A topic that I didn’t discuss in my post about recommendation engines was the concept of exploitation versus exploration in terms of providing recommendations. Some unfortunate terminology here, but basically “exploitation” refers to using a person’s activity to recommend products that are similar in nature. Exploration refers to recommending products that is a bit out of the way. There is less correlation in terms of interests between the product that is recommended and what the person may have searched, viewed or bought in the past.
Exploration is very important to increase your information about a user’s profile. Without exploration, a recommendation engine will have a very limited view of the user. For example, if a person always searches for books and you only present them with similar books, the only information you gain about the user is based on the kind of books they view. You may surmise that they are interested in cooking or travel and maybe recommend something along those lines.
On the other hand, if the recommendation engine actively seeks to provide unrelated suggestions, it can make big leaps in understanding. Instead of drawing conclusions from what the user has done in the past, you can suggest entirely new domains and see if the user is interested. For example, the lover of cooking may also be a cycling enthusiast, but has been always searching on other sites for cycle products and accessories (and maybe relies on cycling blogs instead of books for information). You would never find out, unless you suggest and find out if the user is interested.
Take a look at the Recommendations List image below. This is from GoodReads on their “The Adventures of Huckleberry Finn” page. They use information from other readers who liked the same page. But as you can see, all the recommendations are stories that appeal to children or young adults, most of them also adventures. The recommendation engine could try to add 1-2 books that fall outside this audience and see what happens.
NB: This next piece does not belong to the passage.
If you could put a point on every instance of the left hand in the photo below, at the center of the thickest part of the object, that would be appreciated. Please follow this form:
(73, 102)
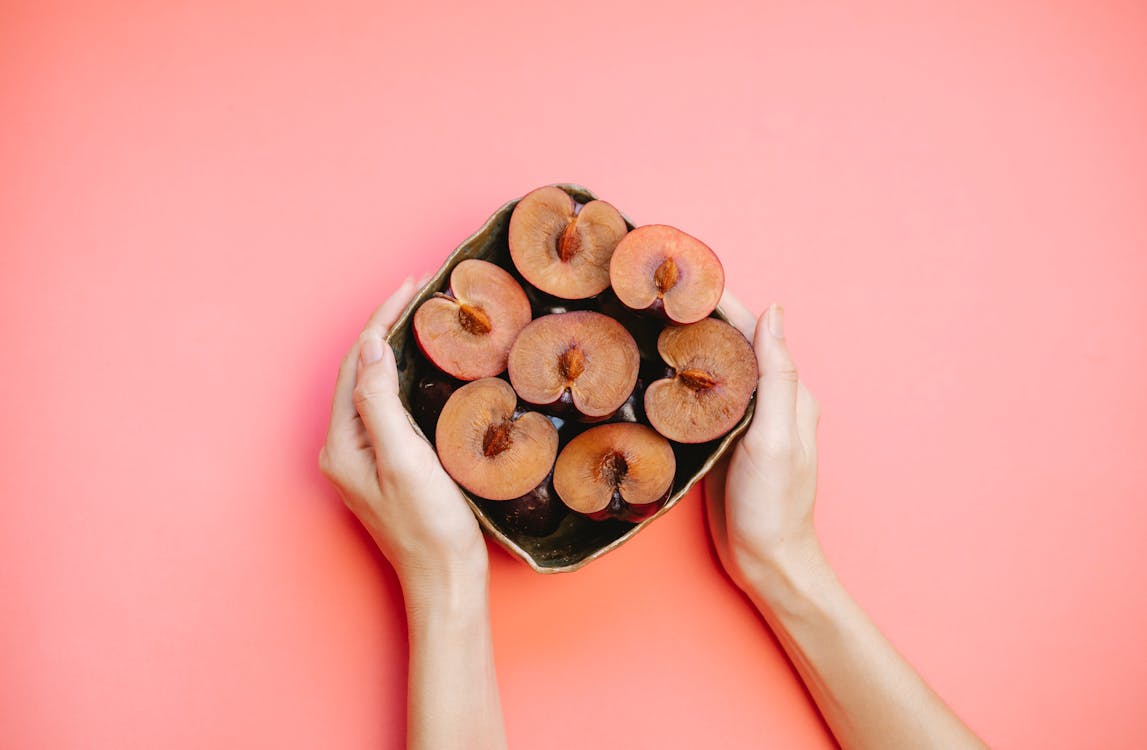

One problem with exploration is that your misses can be more numerous than your hits. And that can sometimes turn off users. They may be confused and may feel that the recommendations are worthless and stop paying attention to the recommendation widgets or emails. So the majority of recommendations must be based on similar items, so that the suggestions stay useful. This introduces the possibility that the user may not even see that exploratory suggestion.
A possibility is to tie the exploratory recommendation in the form of a reward. Perhaps a bargain sale, or some contest. For example, Amazon had this Gold Box, where there was a big deal for one item every day. You could visit it and then based on your actions (clicking, further viewing, etc.), Amazon had the potential to understand whether you liked items of that kind. I don’t think these recommendations were different for each individual, but even then, if a million people viewed the Gold Box item and some of them were found to be new interests in that kind of product, it was a net win for Amazon.
This is not only for product sales. If you are running a media site (say a newspaper), you would like readers to spend more time on your site and visit more content. So while the person visiting the op-ed pages may be more interested in business or politics, you could also try luring them to the arts and culture section, or the travel section, while still keeping the focus on their primary interests.